The DNR's Hutchinson Fisheries Management Area personnel conduct a fish house numbers survey the first two weeks of January every year. They have been doing this for 35 years. The survey covers seven counties and a total of 59 lakes. This year set the record for the fewest number of fish houses for the 35 years they have been conducting this survey. This year they counted a total of 111 permanent and portable fish houses. This compares to an average of 734 over past years.

Wow, that is a significant drop in numbers. I think we all know that the unusual winter we are having and the early season ice conditions are the main reason for such low numbers.

Mr. Sundmark, director for their area management office did make some interesting observations also. He noted that they do the survey during daylight hours. He believes a large number of portable fish house numbers that don't come out until the last hour of daylight don't make the count. Mr. Sundmark also believes that there has been a significant shift from permanent to portable fish house use. People tend to be more mobile, fish multiple lakes, and chase after the best bite. The use of cell phones can get friends to an active bite situation in a matter of minutes. He believes this might be a fast changing trend and I agree.

We notice on our area lakes that this year has far fewer permanent fish houses. The most popular ice fishing lakes that typically have more houses include, Big and Little Detroit, Sallie, Melissa, Pelican, Cormorant, Big Pine, Rush, Otter Tail, and Lida. The same trend has occurred here this year of fewer permanent fish houses, but an increase in the use of portables. I don't think this is just a trend due to the weather and ice conditions of this year.

The use of portables will continue to increase because it has been highly promoted by the fishing industry and ice fishing educators. Ice fishing articles and fishing shows focusing on ice fishing are all geared toward the new trend of "mobility." Improvements in winter gear, portable ice houses, augers, and portable GPS units all contribute to this trend.

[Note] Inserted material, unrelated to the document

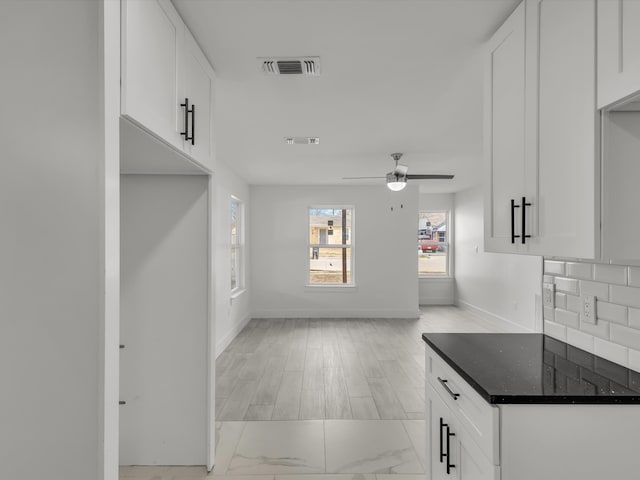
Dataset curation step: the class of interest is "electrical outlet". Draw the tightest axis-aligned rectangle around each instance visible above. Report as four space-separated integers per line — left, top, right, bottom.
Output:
582 295 596 324
542 283 556 308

The old attitude of setting the house and fishing out of it for the season seems to be transitioning to the "keep moving until you find them" generation of ice anglers.

Even the improvement in the mobility and ease of setting up and taking down the permanent houses has been a focus of those building and selling ice houses.

There will always be the tradition of setting up the fish house for the season by some, and to many it is a refuge. It is more about the experience of ice fishing, socializing, tradition, and not just about the catching. The "mobility" movement fits closely with trends in our society -- time limited, efficiency, production, and fast pace. Maybe the best way to approach this is to find a balance. Be mobile and efficient, but slow down and enjoy the experience. Fishing is fun, but catching can make it more fun.